32.僕は皆に嫌われてないんだよ
部屋を出たら、アガレスが待っていた。今日は裾の長い上着を着てる。狼の毛皮も艶があるね。ブラシしたのかな。僕の髪もブラシしてもらったの。
「可愛いですね、カリス……いえ、カリス様」
「どうして様なの?」
呼び直したアガレスに問うと、目線を合わせてしゃがんでから答えてくれた。
「主君の息子は、偉い人に分類されるんですよ。それに私はカリス様が可愛くて、大好きですから、そう呼ばせてください」
難しいね。パパが偉くても、僕は偉くないのに。でもアガレスが呼びたいなら、僕は我慢する。もっと仲良くなって、様を取ってもらえるように頑張るね。説明したら、くすくす笑って「楽しみにしています」って約束してくれた。
アモンのお姉さんが来た。大きいお胸が溢れそうな服だし、脚も見えてるよ? ドレスって名前のお洋服みたい。奥様もドレスだったけど、ちょっと形が違う。いろんな形があるなら、全部は覚えられないかも。
「まぁああ! やっぱり可愛い。さすがはカリスちゃんね。本当によく似合うわ。作りがいがある!」
手を叩いて喜んでる。服が似合うって、僕が可愛いって。パパだけじゃなくて、アガレスもアモンも言ってくれたのが嬉しい。
「おっと出遅れた。カリス様、これをどうぞ」
マルバスが走ってきて、首飾りをくれた。透明な丸い石が付いている。まん丸の石を何かの爪が掴んでる形で、鎖に繋がってた。すごく綺麗、透明で向こう側が見える。持ち上げて中を覗いていると、上でパパが何か話していた。顔を上げると、微笑んで僕を抱き上げる。

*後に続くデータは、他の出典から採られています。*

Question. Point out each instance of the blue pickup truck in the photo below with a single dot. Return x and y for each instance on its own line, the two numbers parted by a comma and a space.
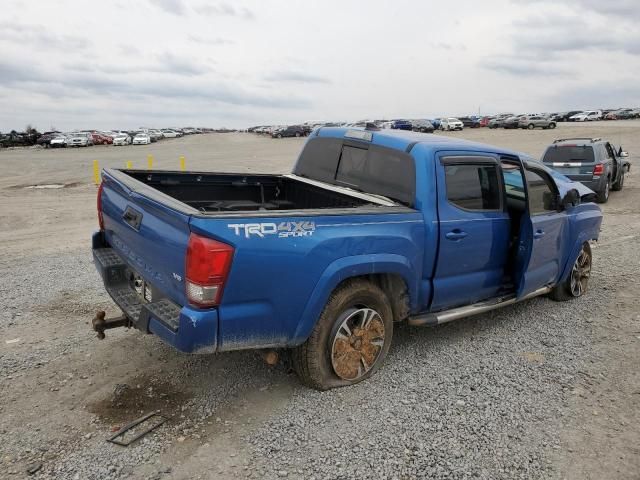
370, 228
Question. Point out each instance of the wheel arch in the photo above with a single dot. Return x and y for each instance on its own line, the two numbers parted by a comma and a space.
392, 273
572, 257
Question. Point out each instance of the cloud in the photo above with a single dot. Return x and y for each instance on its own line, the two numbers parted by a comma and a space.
519, 66
225, 9
295, 77
561, 34
625, 9
166, 63
181, 65
621, 93
56, 85
40, 37
210, 41
175, 7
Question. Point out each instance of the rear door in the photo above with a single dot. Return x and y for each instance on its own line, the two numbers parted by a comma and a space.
474, 230
543, 234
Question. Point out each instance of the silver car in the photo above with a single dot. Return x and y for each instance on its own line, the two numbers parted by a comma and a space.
535, 121
79, 140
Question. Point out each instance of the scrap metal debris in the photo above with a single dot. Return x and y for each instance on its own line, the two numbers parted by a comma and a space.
137, 435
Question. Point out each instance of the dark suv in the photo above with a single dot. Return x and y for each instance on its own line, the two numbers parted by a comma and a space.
591, 161
291, 131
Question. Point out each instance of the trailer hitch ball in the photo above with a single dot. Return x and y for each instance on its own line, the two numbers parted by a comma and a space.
100, 323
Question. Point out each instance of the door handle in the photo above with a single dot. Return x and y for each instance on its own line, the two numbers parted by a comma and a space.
456, 234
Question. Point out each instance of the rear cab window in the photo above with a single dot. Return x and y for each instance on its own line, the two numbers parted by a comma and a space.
571, 154
473, 183
542, 192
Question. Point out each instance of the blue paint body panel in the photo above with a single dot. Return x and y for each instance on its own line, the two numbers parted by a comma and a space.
277, 287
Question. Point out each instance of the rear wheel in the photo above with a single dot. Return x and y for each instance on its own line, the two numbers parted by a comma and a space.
576, 284
603, 195
350, 339
619, 184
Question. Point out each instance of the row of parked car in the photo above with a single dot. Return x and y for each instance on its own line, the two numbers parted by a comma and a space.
87, 138
428, 125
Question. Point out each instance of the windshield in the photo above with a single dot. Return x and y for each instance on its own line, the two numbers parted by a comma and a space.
569, 153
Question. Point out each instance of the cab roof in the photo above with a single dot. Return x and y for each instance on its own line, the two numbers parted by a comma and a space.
405, 141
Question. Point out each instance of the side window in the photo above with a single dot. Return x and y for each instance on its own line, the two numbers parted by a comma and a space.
473, 187
541, 193
513, 183
609, 150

「さあ、お披露目だ。たくさんいるから、皆に手を振ってやるのだぞ」
「うん!」
手を振るのは出来る。抱っこされた僕はカーテンの先の大きな声にびっくりした。パパを呼ぶ声がするの。大勢だよ! いっぱいの人がパパの名前が入った言葉を叫んでいた。
「魔皇帝バエル陛下、万歳!」
「我らがバエル陛下の御世に、繁栄を!」
意味はよく分からない。でも皆がパパを好きなのは伝わった。興奮してる人達の声に、僕も興奮しちゃう。わくわくしながら、カーテンの向こうへ足を進めるパパに抱き着いた。暗い色のカーテンの先は、明るい。
大きな声が「わぁあ!」って広がって、拍手が聞こえたり、パパの名前を叫ぶ人がいっぱい。ここは高い場所で、手摺りがある出っ張った窓みたいだった。そこからパパが手を振ると、皆が大きく振り返す。すごい、僕のパパは人気者だ。
「静まれ、我が息子を紹介しよう。繁栄の光をもたらすカリスだ」
今度は僕の名前を呼んでくれる人がいる。嬉しくなって、あちこちに手を振った。その度に声が聞こえて、僕は興奮する。この人達は僕を嫌いじゃなくて、パパの子だって思ってくれた。少しして、アガレスが難しい話をし始める。静まった人達はそれを聞いて、時々声を上げた。
興奮しすぎた僕はほとんど聞いてなくて、頭がいろんな声でいっぱい。溢れそう。両手で耳を塞いで出ないようにしてたら、笑ったパパが飴じゃない甘いのを口に入れた。とろりと溶ける黒いお菓子はちょっと苦い。僕、これ好きだよ。パパの次のアガレスの次の……えっと、マルバスやアモンの次くらいに好き。